AJ Lockhart is the financial consultant called in by Chloe’s brother to help her get organized and put together a working business plan. When Chloe sees him for the first time, she thinks he’s part of a joke or scheme – because AJ is the dark handsome stranger shown to her by e-Cupid. She grabs him and kisses him right on the lips. This makes it rather uncomfortable for her when AJ reveals who exactly he is and why he is there. But soon they are so embroiled in the mess that E. Rose’s product has made that there is little time for embarrassment. They are too busy fending off Chloe’s over-enthusiastic suitors and falling in love.

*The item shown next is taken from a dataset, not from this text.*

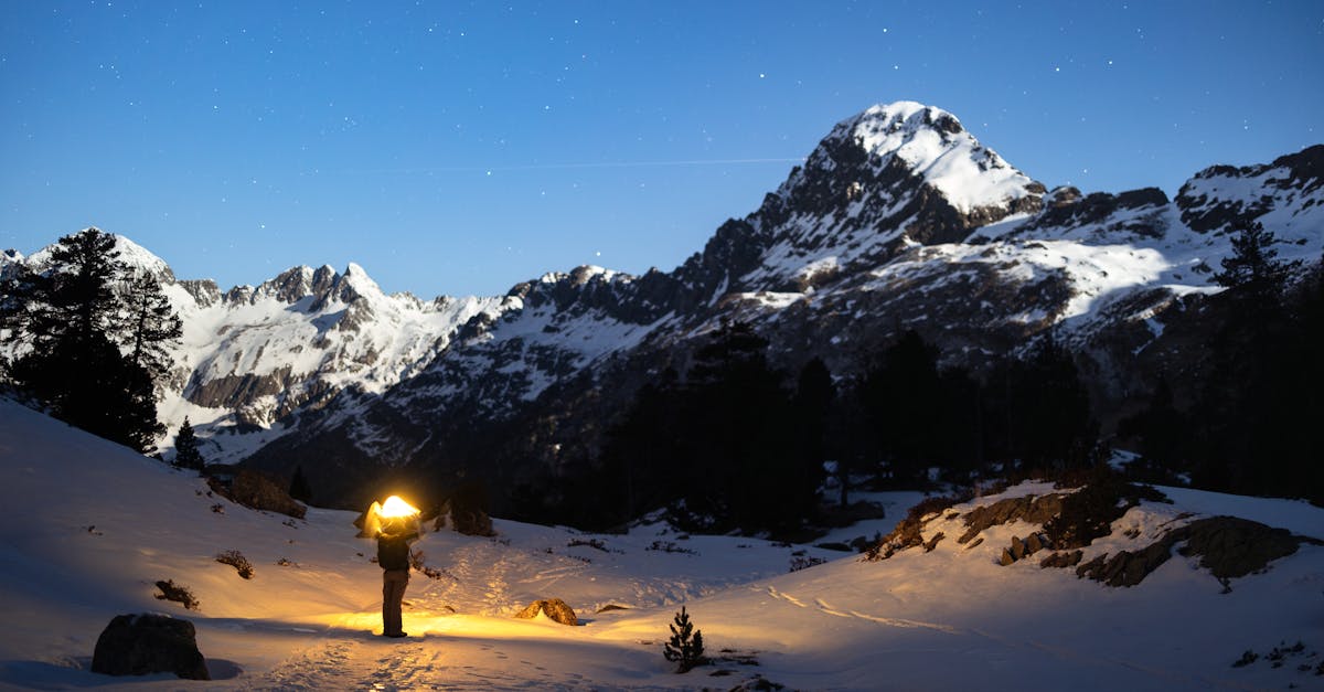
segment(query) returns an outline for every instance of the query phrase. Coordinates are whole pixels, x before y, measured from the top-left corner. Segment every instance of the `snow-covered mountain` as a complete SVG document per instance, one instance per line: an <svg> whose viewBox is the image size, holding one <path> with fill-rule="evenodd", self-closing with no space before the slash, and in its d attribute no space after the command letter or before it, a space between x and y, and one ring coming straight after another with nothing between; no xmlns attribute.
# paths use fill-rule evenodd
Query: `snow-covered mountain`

This book has so many problems that it’s hard to know where to start. But let’s begin with Chloe, shall we? She is completely, absolutely, utterly unsuited to be head of a corporation. She has no aptitude for the business side of the job, and deliberately shies away from “hard” things like spreadsheets and business plans – in other words, anything having to do with business. Her “everyone is special – we just have to find their talent” attitude would be far better suited to a kindergarten teacher, but I don’t know any kindergarten teachers who are as unorganized, dense and weak-willed as Chloe is. It’s telling that she doesn’t realize that’s it’s impossible for software to do what e-Cupid does. And her petulant whining that being head of Creative Investments is all she’s ever wanted to do is incredibly annoying, as is her attitude toward her board of directors. She completely misses the the point that the objective of business is to make a profit.

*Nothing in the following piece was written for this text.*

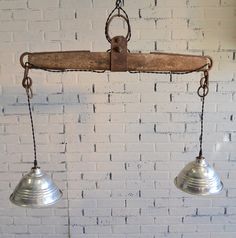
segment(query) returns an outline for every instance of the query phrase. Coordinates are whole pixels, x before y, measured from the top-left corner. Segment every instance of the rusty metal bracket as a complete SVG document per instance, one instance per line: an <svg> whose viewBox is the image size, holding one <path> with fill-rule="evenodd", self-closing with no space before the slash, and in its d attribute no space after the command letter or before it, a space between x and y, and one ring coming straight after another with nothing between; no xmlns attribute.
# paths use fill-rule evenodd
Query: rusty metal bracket
<svg viewBox="0 0 236 238"><path fill-rule="evenodd" d="M127 40L124 36L115 36L111 40L111 71L127 71Z"/></svg>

The silly assortment of secondary characters was lame from the get-go. Chloe’s suitors didn’t need time to become annoying, they were annoying from the moment they entered their scenes. Much of the book, unfortunately, is taken up by the efforts of Chloe’s suitors to woo her – none of these efforts pass muster in Reality World. At one point Ralph, one of Chloe’s newly bewitched inventors, sends her an avian love tribute. He means to send her a couple of doves, but the store fouls up the order, and without double-checking, delivers so many birds that when Chole comes home, her townhouse has been destroyed. Hilarious as this no doubt was meant to be, this episode is a prime example of the lack of effort by the author to link her hijinks to any sort of reality.
The book’s pseudo-humor isn’t its final flaw; it also features the type of juvenile “romance novel” behavior better suited to junior high school. Midway through the book Chloe asks AJ to please pose as her boyfriend to help her out of her troubles. This plot device should always come with a “Warning: hackneyed” label.
AJ isn’t so bad. He’s cute. He’s kind. He has a sort of funny relationship with his car and an infinite amount of patience with Chloe. It’s impossible to understand what he sees in her, but whatever it was certainly brought out the gentleman in him. But his thoughtful gestures and attempts at wooing her are presented in a rambling prose style that’s hard to enjoy. Add to this a great deal of faux head-hopping (there are paragraph breaks all over the place ostensibly to avoid this problem, but the breaks are so frequent, it amounts to the same thing) and you have a book that’s a real chore to read.
It took me a very long time to read Cupid.com because I had to force my way through it. I kept thinking that it might get better, that the book’s cute premise had to mean something good would eventually reveal itself. But this never happened, and I finished the book feeling tired. All the wacky hijinks had plain worn me out.